In the CDP, the population was spread out, with 46.1% under the age of 18, 11.6% from 18 to 24, 29.2% from 25 to 44, 10.5% from 45 to 64, and 2.6% who were 65 years of age or older. The median age was 20 years. For every 100 females, there were 108.6 males. For every 100 females age 18 and over, there were 105.7 males.
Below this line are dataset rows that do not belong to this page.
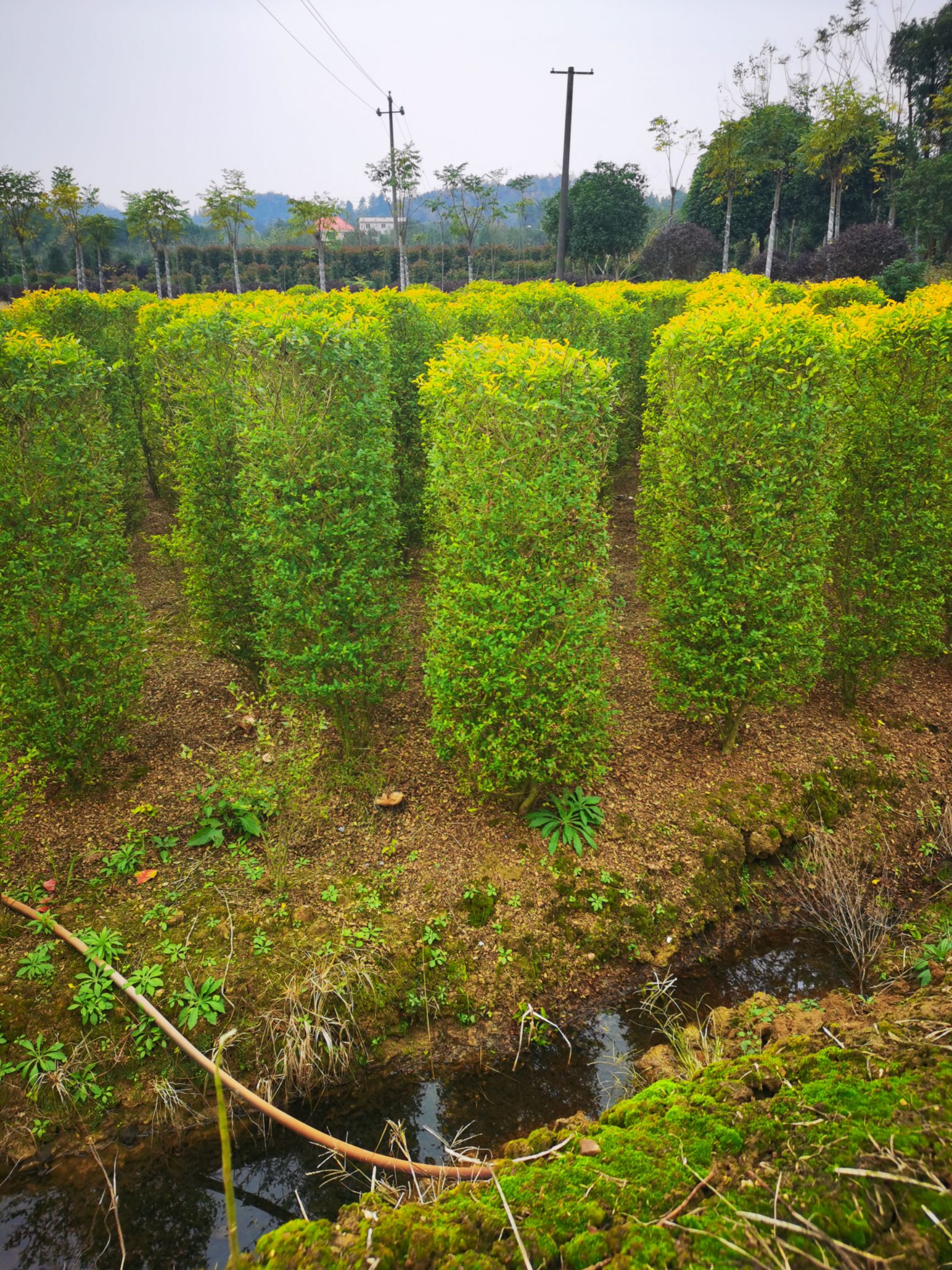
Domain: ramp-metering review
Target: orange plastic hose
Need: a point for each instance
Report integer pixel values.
(372, 1159)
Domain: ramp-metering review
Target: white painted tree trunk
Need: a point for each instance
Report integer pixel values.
(727, 256)
(775, 216)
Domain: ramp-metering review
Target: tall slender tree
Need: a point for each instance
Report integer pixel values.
(160, 219)
(772, 136)
(399, 191)
(99, 230)
(470, 200)
(229, 205)
(437, 206)
(838, 141)
(315, 216)
(21, 206)
(70, 202)
(677, 149)
(521, 207)
(727, 173)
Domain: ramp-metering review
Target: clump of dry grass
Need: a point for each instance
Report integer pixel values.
(850, 898)
(694, 1038)
(312, 1031)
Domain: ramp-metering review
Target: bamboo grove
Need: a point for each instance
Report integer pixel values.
(794, 508)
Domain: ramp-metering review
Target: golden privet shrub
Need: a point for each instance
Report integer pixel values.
(520, 435)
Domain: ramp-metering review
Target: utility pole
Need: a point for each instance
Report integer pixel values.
(564, 192)
(393, 185)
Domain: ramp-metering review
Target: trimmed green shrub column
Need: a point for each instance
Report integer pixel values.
(894, 513)
(520, 436)
(320, 517)
(70, 625)
(735, 508)
(196, 369)
(106, 325)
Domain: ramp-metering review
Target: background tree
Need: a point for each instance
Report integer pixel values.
(495, 214)
(160, 219)
(399, 195)
(521, 209)
(141, 223)
(21, 202)
(229, 205)
(677, 149)
(69, 202)
(837, 143)
(101, 232)
(437, 206)
(173, 223)
(727, 172)
(679, 251)
(315, 216)
(772, 136)
(608, 214)
(470, 198)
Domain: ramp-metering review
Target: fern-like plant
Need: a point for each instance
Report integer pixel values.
(569, 821)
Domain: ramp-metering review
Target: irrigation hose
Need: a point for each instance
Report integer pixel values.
(371, 1159)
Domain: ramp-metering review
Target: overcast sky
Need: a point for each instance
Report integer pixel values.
(144, 93)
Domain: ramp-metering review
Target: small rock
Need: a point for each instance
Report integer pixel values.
(763, 844)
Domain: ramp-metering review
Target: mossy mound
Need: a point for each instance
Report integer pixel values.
(696, 1172)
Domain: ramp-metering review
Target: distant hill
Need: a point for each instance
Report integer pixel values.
(273, 207)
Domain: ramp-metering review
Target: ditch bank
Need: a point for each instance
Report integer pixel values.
(169, 1184)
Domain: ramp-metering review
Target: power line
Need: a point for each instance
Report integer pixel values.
(342, 46)
(312, 55)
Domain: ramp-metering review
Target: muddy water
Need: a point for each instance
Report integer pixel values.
(172, 1207)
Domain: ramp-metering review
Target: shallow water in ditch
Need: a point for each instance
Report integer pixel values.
(172, 1207)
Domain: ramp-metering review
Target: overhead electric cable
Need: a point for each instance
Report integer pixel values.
(312, 56)
(340, 44)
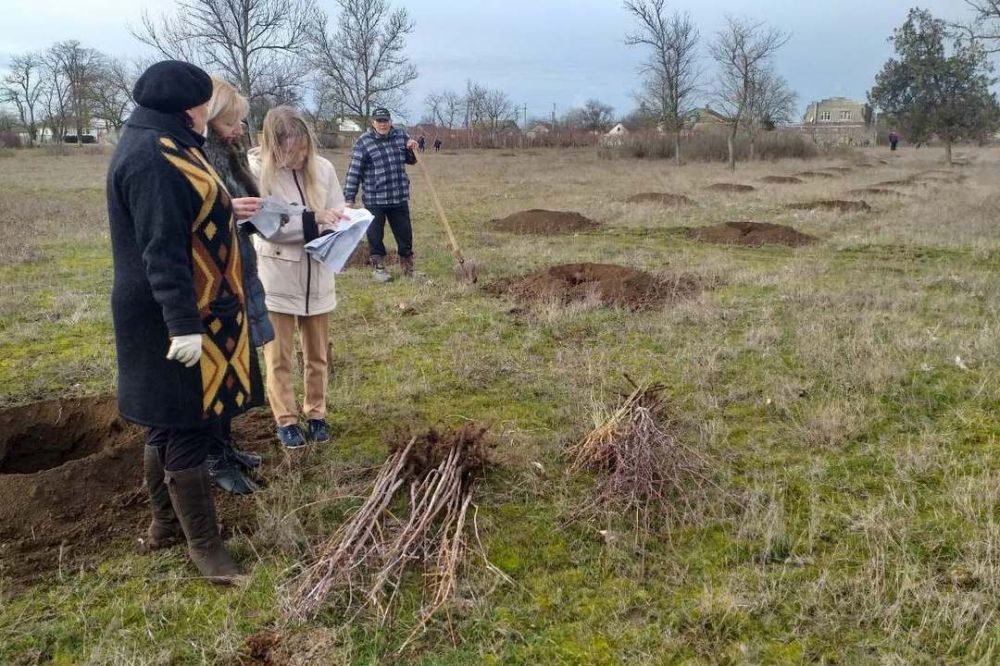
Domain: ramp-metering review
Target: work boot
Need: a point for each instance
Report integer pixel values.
(228, 477)
(245, 459)
(164, 530)
(191, 494)
(379, 274)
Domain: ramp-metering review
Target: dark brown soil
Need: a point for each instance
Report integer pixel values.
(781, 180)
(538, 221)
(362, 257)
(71, 485)
(863, 191)
(607, 284)
(432, 447)
(661, 198)
(753, 234)
(835, 205)
(730, 187)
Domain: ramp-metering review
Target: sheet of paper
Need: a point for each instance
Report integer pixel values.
(334, 249)
(267, 221)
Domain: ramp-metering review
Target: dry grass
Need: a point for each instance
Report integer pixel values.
(849, 386)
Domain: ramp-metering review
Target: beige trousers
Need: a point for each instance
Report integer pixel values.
(279, 359)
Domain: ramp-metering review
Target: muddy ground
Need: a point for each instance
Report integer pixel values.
(752, 234)
(605, 284)
(71, 489)
(537, 221)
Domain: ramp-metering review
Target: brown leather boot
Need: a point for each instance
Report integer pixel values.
(191, 494)
(164, 530)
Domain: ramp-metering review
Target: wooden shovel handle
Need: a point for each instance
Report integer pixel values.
(440, 210)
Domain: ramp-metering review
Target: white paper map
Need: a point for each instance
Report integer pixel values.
(334, 249)
(267, 221)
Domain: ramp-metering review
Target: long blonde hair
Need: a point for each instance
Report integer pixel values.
(226, 101)
(281, 124)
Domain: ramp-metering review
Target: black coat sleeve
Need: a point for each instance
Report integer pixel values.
(164, 207)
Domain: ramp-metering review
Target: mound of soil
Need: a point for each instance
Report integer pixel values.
(361, 258)
(752, 234)
(730, 187)
(835, 205)
(860, 192)
(781, 180)
(432, 447)
(537, 221)
(604, 283)
(661, 198)
(71, 488)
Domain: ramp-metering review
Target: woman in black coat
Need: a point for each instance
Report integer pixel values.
(181, 328)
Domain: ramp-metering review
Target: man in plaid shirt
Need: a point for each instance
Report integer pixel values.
(378, 167)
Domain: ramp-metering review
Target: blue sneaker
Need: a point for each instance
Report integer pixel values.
(291, 436)
(319, 431)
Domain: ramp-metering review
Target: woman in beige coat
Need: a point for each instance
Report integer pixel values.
(299, 290)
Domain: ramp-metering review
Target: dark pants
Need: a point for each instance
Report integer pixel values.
(182, 449)
(399, 221)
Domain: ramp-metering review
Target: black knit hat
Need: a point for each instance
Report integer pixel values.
(172, 86)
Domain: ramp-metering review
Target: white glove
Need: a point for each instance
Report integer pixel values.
(185, 349)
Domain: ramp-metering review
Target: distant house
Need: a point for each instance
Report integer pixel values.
(838, 120)
(705, 119)
(615, 135)
(837, 111)
(538, 130)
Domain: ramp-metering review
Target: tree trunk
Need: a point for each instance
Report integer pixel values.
(731, 144)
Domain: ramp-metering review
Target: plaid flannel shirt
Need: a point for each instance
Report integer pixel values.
(378, 167)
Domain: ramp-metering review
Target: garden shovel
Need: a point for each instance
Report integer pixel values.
(465, 270)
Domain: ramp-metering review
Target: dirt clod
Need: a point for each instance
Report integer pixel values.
(835, 205)
(537, 221)
(730, 187)
(781, 180)
(661, 198)
(361, 258)
(752, 234)
(881, 191)
(606, 284)
(433, 446)
(71, 489)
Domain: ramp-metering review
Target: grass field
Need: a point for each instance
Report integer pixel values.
(847, 390)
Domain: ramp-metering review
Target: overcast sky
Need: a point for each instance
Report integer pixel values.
(542, 52)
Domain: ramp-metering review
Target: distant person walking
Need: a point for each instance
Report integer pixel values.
(378, 167)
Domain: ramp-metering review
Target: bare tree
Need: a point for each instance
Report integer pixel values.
(23, 88)
(671, 71)
(742, 50)
(256, 44)
(593, 116)
(111, 97)
(771, 103)
(363, 61)
(79, 66)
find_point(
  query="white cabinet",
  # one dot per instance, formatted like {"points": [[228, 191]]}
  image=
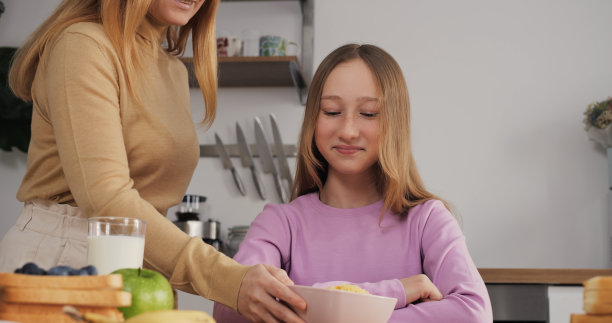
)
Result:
{"points": [[563, 301]]}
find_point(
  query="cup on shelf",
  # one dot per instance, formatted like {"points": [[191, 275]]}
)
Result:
{"points": [[250, 39], [272, 45], [229, 46], [115, 243]]}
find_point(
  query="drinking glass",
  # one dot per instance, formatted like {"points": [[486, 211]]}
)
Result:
{"points": [[115, 243]]}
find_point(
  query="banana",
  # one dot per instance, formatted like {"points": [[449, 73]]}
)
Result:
{"points": [[174, 316], [98, 318]]}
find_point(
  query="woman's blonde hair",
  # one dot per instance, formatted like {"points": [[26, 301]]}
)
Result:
{"points": [[121, 19], [397, 178]]}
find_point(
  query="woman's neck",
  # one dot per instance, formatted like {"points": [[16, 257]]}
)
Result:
{"points": [[350, 191]]}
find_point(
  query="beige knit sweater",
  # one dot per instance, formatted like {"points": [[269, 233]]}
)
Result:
{"points": [[94, 147]]}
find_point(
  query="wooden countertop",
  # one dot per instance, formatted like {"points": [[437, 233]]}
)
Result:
{"points": [[540, 276]]}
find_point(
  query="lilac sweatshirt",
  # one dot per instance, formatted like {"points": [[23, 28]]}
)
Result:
{"points": [[321, 245]]}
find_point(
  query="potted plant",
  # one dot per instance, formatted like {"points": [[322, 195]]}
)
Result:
{"points": [[598, 124]]}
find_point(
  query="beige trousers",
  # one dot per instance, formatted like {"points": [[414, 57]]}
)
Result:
{"points": [[47, 234]]}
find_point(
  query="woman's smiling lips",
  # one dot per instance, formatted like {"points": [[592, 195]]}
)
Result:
{"points": [[347, 150]]}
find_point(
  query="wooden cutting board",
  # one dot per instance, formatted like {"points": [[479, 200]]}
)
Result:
{"points": [[32, 299]]}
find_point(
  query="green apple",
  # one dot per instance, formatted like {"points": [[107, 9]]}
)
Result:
{"points": [[150, 291]]}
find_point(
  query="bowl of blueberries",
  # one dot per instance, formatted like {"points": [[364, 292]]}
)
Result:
{"points": [[31, 268]]}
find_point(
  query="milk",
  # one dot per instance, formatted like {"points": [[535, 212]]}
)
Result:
{"points": [[111, 252]]}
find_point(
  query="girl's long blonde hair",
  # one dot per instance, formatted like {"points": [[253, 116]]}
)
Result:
{"points": [[121, 19], [397, 179]]}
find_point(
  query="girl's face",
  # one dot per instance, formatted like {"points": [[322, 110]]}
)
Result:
{"points": [[174, 12], [348, 126]]}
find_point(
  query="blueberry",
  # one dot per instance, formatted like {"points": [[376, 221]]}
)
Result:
{"points": [[59, 271], [32, 269], [91, 270], [78, 272]]}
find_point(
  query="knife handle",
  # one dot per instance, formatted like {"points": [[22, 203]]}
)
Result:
{"points": [[258, 183], [280, 188], [238, 182]]}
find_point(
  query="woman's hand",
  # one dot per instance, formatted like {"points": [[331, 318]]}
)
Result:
{"points": [[419, 287], [260, 288]]}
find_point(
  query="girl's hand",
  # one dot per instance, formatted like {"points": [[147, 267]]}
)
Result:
{"points": [[261, 287], [419, 287]]}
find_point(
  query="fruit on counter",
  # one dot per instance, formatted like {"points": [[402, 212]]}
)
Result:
{"points": [[31, 268], [162, 316], [150, 291]]}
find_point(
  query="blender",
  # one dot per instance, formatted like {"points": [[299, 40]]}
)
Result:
{"points": [[188, 215]]}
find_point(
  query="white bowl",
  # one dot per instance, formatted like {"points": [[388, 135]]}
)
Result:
{"points": [[333, 306]]}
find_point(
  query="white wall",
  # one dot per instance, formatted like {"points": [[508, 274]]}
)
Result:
{"points": [[497, 89]]}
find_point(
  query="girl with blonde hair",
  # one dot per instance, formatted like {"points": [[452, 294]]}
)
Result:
{"points": [[113, 135], [360, 213]]}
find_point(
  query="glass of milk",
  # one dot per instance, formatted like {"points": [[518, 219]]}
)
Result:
{"points": [[115, 243]]}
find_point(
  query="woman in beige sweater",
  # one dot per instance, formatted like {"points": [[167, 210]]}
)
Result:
{"points": [[112, 135]]}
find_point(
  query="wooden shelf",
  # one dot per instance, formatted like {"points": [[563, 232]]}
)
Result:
{"points": [[256, 71], [540, 276]]}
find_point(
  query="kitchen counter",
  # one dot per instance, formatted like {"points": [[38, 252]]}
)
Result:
{"points": [[540, 276], [536, 295]]}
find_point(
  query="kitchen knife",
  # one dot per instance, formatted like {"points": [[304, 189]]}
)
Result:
{"points": [[247, 161], [227, 164], [283, 165], [267, 162]]}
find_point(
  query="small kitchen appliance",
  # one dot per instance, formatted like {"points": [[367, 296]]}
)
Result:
{"points": [[188, 215]]}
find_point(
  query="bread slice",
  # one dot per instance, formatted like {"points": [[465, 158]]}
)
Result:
{"points": [[598, 283], [597, 308], [598, 296], [584, 318], [107, 297], [113, 281]]}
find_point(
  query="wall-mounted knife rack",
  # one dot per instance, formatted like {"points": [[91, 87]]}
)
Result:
{"points": [[232, 150]]}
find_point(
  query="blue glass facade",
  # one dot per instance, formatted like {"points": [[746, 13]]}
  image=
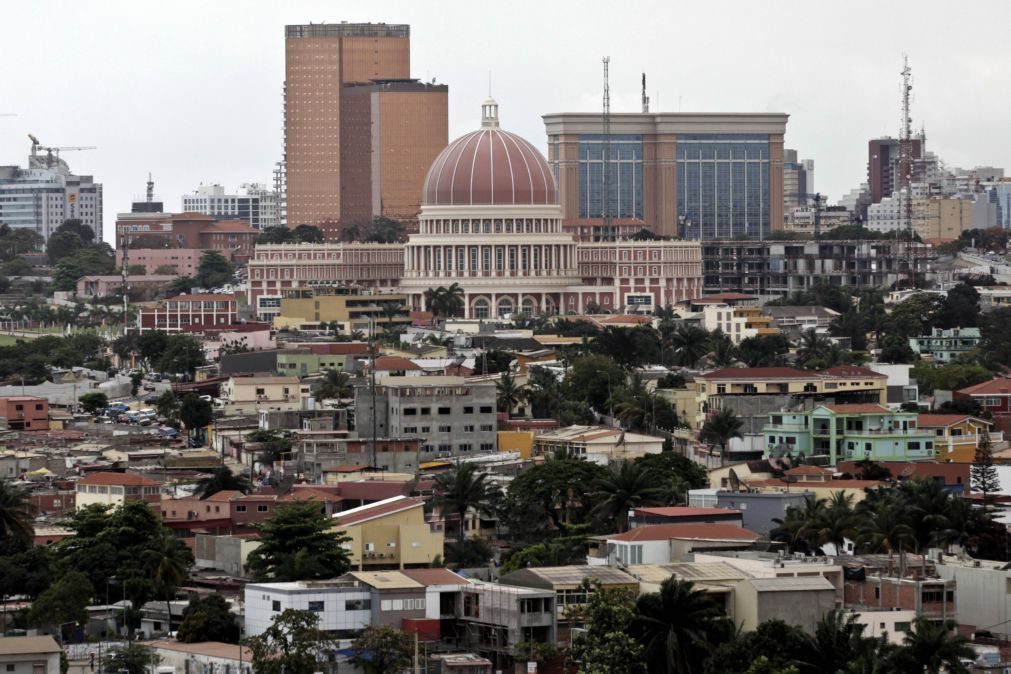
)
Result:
{"points": [[723, 189], [626, 176]]}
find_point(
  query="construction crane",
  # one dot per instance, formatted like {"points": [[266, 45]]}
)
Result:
{"points": [[53, 154]]}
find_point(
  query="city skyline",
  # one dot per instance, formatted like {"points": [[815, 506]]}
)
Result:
{"points": [[190, 103]]}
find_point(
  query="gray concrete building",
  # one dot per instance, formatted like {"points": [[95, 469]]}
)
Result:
{"points": [[452, 416]]}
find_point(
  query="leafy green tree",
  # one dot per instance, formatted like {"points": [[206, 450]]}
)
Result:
{"points": [[983, 474], [65, 601], [91, 403], [606, 647], [221, 479], [133, 658], [381, 649], [763, 351], [292, 643], [195, 412], [167, 405], [213, 270], [16, 516], [690, 344], [720, 428], [208, 619], [509, 393], [593, 379], [298, 544], [464, 488], [544, 499], [626, 486], [932, 648], [678, 628]]}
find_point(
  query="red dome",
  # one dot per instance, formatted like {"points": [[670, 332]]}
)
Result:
{"points": [[489, 167]]}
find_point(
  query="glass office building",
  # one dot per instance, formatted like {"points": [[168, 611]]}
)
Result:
{"points": [[723, 186], [625, 162]]}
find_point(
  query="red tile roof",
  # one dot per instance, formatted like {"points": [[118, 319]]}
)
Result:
{"points": [[808, 470], [682, 511], [999, 386], [857, 408], [379, 509], [760, 373], [119, 479], [435, 577], [691, 532]]}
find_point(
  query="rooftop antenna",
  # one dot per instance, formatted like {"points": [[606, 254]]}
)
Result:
{"points": [[606, 156]]}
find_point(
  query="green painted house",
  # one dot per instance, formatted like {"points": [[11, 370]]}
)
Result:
{"points": [[831, 432]]}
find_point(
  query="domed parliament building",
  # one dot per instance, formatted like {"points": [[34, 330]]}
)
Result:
{"points": [[490, 221]]}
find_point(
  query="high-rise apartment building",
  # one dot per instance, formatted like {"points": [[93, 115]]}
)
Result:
{"points": [[703, 176], [391, 131], [47, 193], [319, 61], [883, 166], [257, 205]]}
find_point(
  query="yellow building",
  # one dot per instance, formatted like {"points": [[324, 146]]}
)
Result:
{"points": [[351, 308], [517, 441], [391, 534], [957, 436]]}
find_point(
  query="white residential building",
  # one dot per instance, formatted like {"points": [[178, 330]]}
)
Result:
{"points": [[257, 205]]}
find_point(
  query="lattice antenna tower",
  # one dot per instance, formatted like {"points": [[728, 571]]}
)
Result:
{"points": [[606, 157], [906, 165]]}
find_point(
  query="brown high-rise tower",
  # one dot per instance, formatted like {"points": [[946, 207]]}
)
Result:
{"points": [[319, 61]]}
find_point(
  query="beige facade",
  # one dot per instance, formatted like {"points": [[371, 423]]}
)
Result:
{"points": [[389, 535], [319, 61]]}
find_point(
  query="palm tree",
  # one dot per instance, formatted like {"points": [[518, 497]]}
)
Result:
{"points": [[167, 562], [690, 345], [628, 486], [462, 488], [221, 479], [16, 513], [678, 627], [720, 428], [933, 648], [336, 384], [509, 393]]}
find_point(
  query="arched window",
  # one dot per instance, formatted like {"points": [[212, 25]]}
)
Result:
{"points": [[480, 308]]}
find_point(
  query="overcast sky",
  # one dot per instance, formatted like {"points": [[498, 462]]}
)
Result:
{"points": [[191, 91]]}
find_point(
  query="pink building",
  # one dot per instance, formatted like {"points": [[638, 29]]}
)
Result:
{"points": [[185, 261]]}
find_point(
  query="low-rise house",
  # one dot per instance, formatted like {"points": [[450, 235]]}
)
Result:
{"points": [[644, 516], [203, 656], [831, 432], [944, 346], [598, 444], [116, 489], [566, 582], [391, 534], [30, 655], [251, 395], [664, 544], [958, 436]]}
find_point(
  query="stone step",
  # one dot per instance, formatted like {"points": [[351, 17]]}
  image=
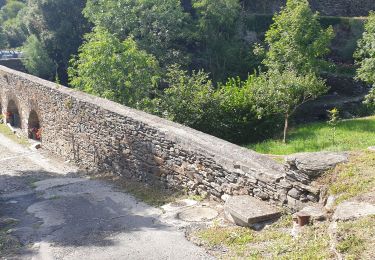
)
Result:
{"points": [[246, 210]]}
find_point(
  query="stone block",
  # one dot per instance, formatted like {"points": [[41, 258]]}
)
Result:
{"points": [[247, 210]]}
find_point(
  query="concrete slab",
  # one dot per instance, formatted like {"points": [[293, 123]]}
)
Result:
{"points": [[247, 210], [198, 214]]}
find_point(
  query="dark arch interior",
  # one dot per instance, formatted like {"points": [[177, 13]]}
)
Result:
{"points": [[34, 126], [13, 116]]}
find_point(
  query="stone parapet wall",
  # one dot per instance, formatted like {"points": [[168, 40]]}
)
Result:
{"points": [[103, 136], [350, 8]]}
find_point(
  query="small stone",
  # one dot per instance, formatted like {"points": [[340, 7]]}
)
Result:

The median income for a household in the CDP was $30,714, and the median income for a family was $30,714. Males had a median income of $36,875 versus $11,250 for females. The per capita income for the CDP was $7,506. About 28.8% of families and 38.2% of the population were below the poverty line, including 37.4% of those under the age of eighteen and 100.0% of those 65 or over.

==Education==
Las Lomitas, as with all of Jim Hogg County, is served by the Jim Hogg County Independent School District.

The district has three schools: Hebbronville Elementary School, Hebbronville Junior High School, and Hebbronville High School. All of the schools are considered to be in the Hebbronville community.